Enjoy Life Liberated from the Inner Prison

By Kyabje Lama Zopa Rinpoche

This book presents Lama Zopa Rinpoche's advice to prison inmates drawn from more than 100 letters he has written to prisoners over the years. It has been skillfully edited into a coherent whole emphasizing essential lamrim topics by Ven. Robina Courtin.

Order your print copy using the Add to Cart link on this page or order the ebook from your favourite vendor. Please consider making a donation to Liberation Prison Project (LPP) when ordering your copy, as the book has been published as a fundraiser for LPP.

10: Without Compassion Life is Meaningless

Not being in prison isn’t the purpose of your life.
You are in prison to develop compassion for other sentient beings.

So many sentient beings suffer for us

When we realize that being caught up in samsara is the most frightening thing, we won’t be able to stand it for even a second.

But not only that. So many sentient beings have to suffer for us, for our comfort, for our survival.

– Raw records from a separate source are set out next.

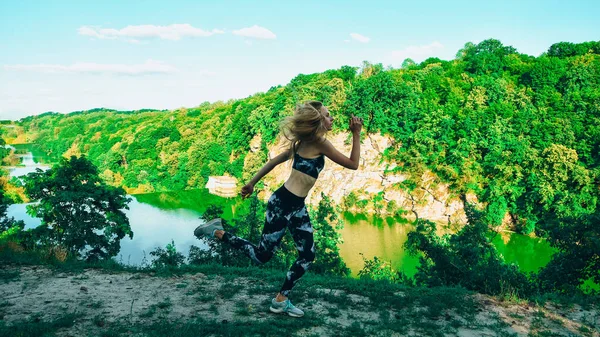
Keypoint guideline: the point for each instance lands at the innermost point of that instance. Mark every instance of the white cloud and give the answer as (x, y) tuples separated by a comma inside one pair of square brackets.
[(256, 32), (359, 38), (132, 33), (149, 67), (417, 53)]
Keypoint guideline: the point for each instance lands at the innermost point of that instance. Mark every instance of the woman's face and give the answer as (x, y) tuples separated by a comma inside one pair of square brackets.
[(328, 119)]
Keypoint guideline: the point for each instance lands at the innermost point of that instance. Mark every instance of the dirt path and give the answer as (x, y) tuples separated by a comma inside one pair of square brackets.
[(103, 299)]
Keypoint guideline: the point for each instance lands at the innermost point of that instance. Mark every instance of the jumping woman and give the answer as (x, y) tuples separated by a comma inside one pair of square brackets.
[(305, 131)]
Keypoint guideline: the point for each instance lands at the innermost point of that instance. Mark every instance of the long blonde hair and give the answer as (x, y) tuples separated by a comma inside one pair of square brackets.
[(305, 125)]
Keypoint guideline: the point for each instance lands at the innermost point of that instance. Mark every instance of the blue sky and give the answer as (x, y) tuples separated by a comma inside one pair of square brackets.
[(75, 55)]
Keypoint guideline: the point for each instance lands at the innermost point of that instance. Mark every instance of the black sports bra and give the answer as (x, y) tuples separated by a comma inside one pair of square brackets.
[(310, 166)]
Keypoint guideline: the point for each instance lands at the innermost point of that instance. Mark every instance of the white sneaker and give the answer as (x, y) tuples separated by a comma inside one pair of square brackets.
[(285, 307), (208, 229)]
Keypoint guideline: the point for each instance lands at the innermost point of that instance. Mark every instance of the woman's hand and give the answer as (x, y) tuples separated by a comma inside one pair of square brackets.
[(247, 191), (355, 124)]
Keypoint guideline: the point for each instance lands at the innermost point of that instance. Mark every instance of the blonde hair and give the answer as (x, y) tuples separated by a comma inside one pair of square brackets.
[(305, 125)]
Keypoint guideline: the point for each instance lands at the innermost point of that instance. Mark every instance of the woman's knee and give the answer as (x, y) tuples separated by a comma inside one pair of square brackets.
[(308, 256), (264, 257)]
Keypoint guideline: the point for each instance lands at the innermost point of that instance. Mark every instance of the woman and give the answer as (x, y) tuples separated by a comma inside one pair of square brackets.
[(305, 131)]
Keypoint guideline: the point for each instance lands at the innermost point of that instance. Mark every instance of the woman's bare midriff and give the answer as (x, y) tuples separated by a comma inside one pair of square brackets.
[(299, 183)]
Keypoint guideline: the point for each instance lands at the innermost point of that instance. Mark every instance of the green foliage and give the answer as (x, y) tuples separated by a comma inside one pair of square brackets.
[(578, 258), (521, 133), (326, 225), (77, 209), (378, 269), (467, 258), (168, 257)]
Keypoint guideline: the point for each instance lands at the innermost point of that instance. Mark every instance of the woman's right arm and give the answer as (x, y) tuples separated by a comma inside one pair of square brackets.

So many sentient beings suffer so that we can enjoy shelter. So many sentient beings are killed so that we can have clothes. So many sentient beings have to die so that we can eat and drink. Think of just the chickens—millions and millions of chickens are killed in the world every day just for food. And so many sentient beings have to create negative karma by killing the chickens and all the other beings for our food and our clothes. So many beings get crushed and die when we drive a car. So many sentient beings suffer many hardships for us.

Therefore, you must listen, reflect, meditate on and practice the path that has been revealed by the wise, compassionate, kind, omniscient one, Guru Shakyamuni Buddha. Only by doing this can you be liberated from this samsaric prison so that other sentient beings don’t have to suffer for you, don’t have to create negative karma for you, don’t have to harm others for you. And not only that. You also have the responsibility to liberate other sentient beings as well.

The purpose of life, therefore, is to be most beneficial for sentient beings. Not being in prison isn’t the purpose of your life. You are in prison to develop compassion for other sentient beings.

Without compassion life is meaningless

Even if a person lived for many eons, if they have no compassion, if they do not help other sentient beings, their life will be empty and meaningless.

If one has a lot of power but no compassion, the power is dangerous, for oneself and for others. Without compassion, power is used by the ego, by self-­cherishing.

It doesn’t matter how much education we have, if there is no good heart, no compassion, no thought to benefit others, life is empty and meaningless. All the education is used just to develop selfish ego and delusions. There is no meaning in having an education without a good heart, the thought of benefiting others.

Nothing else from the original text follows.